Administration guide

Portal administration guide

There are two ways for administering a GenomeDepot-based web portal: Django’s command-line utility and GenomeDepot administration panel. The command-line utility works in an active virtual environment and supports a limited set of GenomeDepot commands mostly for import and export of large sets of data (see the command-line utility section). The GenomeDepot administration panel provides access to individual data entries and GenomeDepot tools for data import and analysis.

Log into administration panel

The administration panel link is https://your_site_URL/admin/. Sign in with the superuser username and password created during the GenomeDepot installation.

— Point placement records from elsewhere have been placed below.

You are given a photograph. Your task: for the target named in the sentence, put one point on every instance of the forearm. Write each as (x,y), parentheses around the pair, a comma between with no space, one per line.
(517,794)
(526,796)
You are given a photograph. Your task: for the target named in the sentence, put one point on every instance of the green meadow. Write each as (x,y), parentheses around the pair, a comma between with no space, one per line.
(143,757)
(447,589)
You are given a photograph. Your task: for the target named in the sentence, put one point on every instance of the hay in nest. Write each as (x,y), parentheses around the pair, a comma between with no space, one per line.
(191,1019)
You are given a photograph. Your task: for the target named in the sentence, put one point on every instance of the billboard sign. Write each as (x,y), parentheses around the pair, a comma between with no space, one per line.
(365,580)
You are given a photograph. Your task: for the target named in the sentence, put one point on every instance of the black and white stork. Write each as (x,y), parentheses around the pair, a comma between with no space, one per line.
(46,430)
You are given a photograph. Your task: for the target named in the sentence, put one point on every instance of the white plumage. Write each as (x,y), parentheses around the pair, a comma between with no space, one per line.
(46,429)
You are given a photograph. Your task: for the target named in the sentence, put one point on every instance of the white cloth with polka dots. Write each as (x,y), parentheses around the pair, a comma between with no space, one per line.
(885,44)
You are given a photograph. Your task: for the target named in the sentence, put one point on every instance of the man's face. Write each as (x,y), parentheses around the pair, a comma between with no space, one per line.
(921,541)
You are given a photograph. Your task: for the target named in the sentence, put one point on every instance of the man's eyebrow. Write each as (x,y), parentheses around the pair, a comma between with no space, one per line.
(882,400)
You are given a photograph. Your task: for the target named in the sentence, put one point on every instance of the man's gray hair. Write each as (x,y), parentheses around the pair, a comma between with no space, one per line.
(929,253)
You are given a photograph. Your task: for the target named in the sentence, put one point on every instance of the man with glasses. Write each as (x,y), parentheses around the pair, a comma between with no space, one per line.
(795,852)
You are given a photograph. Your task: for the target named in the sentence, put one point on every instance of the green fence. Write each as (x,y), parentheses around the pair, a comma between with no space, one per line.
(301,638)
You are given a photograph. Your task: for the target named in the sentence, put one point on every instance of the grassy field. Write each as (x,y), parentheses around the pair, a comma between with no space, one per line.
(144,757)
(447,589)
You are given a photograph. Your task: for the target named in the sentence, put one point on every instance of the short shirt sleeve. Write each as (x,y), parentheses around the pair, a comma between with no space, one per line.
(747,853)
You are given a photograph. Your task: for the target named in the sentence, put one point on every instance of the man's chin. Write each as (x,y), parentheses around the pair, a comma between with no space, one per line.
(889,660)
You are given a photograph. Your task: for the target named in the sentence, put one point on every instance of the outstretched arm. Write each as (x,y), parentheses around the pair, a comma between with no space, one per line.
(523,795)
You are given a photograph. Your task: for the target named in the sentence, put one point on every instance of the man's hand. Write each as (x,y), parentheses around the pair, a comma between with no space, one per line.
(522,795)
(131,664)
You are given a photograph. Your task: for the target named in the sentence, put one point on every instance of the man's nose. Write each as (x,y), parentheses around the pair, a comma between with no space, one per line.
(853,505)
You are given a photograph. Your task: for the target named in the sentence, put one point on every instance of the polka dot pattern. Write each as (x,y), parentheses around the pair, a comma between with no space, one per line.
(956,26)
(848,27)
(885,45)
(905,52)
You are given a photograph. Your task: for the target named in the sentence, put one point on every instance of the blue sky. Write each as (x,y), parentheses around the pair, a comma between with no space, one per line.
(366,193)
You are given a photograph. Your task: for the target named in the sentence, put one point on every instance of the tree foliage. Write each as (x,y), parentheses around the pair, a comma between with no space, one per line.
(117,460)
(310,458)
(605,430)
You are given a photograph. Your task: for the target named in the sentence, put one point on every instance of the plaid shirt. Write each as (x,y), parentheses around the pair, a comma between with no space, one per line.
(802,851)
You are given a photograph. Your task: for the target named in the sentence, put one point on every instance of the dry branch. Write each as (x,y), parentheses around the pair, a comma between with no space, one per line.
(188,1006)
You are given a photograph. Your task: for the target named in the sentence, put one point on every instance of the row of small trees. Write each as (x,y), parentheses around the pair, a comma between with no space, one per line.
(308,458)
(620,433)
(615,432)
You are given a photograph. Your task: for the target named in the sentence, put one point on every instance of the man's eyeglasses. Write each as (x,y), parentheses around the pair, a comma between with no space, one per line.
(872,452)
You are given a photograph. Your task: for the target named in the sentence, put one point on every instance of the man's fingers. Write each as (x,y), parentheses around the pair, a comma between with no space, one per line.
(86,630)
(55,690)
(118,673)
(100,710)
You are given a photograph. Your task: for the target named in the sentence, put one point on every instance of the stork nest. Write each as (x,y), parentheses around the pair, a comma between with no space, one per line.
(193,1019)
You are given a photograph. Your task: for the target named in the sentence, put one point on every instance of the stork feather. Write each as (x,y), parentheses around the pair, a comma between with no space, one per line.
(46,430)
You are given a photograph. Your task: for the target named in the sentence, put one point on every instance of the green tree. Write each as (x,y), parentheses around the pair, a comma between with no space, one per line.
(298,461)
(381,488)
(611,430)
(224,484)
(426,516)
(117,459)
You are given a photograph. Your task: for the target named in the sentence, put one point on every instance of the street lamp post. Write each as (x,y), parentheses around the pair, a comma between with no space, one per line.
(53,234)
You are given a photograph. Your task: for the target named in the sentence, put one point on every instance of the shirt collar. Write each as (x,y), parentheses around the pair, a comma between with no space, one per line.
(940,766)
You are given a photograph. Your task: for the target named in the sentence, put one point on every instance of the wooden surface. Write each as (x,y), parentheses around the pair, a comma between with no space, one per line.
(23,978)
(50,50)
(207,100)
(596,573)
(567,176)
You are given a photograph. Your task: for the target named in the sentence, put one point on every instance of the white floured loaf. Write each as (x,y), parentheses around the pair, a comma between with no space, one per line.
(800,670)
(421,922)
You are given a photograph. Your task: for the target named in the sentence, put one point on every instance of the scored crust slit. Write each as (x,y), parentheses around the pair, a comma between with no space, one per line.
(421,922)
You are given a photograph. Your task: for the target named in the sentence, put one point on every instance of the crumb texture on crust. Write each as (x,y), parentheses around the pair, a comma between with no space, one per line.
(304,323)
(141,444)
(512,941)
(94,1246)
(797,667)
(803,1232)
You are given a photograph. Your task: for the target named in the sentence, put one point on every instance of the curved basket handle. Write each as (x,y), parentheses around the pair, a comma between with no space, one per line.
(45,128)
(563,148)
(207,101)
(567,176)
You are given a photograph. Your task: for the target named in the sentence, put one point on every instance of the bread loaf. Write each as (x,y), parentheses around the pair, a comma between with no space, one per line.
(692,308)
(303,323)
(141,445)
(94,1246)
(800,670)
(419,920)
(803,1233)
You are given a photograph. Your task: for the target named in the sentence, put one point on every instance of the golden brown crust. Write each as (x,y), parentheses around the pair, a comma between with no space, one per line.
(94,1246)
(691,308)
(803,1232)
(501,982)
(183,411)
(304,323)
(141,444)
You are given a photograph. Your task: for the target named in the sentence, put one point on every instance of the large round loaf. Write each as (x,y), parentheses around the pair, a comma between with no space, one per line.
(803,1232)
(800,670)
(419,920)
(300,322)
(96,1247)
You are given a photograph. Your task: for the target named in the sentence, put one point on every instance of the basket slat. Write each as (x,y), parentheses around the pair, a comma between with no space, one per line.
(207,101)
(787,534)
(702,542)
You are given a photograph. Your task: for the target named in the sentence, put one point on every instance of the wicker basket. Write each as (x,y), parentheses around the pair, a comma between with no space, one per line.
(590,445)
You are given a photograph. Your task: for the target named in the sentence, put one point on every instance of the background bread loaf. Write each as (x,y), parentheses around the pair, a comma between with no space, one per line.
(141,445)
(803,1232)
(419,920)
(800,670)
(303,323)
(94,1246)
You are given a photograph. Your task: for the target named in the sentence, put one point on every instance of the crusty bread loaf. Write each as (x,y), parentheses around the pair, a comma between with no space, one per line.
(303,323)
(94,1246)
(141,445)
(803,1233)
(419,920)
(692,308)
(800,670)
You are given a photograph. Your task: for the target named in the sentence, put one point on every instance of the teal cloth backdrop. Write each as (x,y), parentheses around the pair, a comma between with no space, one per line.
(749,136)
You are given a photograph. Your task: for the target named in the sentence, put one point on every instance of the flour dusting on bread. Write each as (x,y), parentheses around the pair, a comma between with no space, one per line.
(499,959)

The tools menu at the top of administration panel pages has five buttons:

GenomeDepot tools: opens a page with links to GenomeDepot administration tools,
Tasks: opens a list of tasks in the queue,
Pipeline: opens a list of Django Q clusters,
Pipeline log: opens a page with GenomeDepot pipeline log file,
Users: opens a list of GenomeDepot users,

Content management pages

The main page of the administration panel displays a list of content types. You can click on a content type to go to a page that lists all associated records. On those pages, you can view, modify, add or delete records (see the “Managing data in administration panel pages” section). You can also directly click the Add link next to each content type to start creating a record of that type.

Pipeline status

The Tasks queue and Pipeline buttons in the top menu of administration pages show the number of currently active tasks in red circle and the status of the GenomeDepot pipeline. Normally, the numbers of tasks is either 0 or 1, because the administration interface prevents submissions of new tasks if there are tasks in the queue. The number on the Tasks button is 1 if there is a task currently running and 0 if there is no such task. The status on the Pipeline button can be “Off” is the Django Q worker was not started, “Idle” if there are no active tasks, or “Busy” if the pipeline is running a job. Running more than one Django Q worker for one genome collection is potentially dangerous for the data integrity and should be avoided at all times.

Tools page

The tools page has three sections: View and manage data, Import data, GenomeDepot configuration and user management.

The View and manage data section contains links to lists of genomes, strains, strain metadata, samples, sample metadata, genome tags, genes, annotations and regulons. These links open tables of existing data.

The Import data section contains links to import tools for genomes, strain metadata, sample descriptions, sample metadata, gene annotations and regulons.

The last section on the tools page has the same links as the menu on the administration panel dashboard (see above), with an additional links to the User groups and Add user pages.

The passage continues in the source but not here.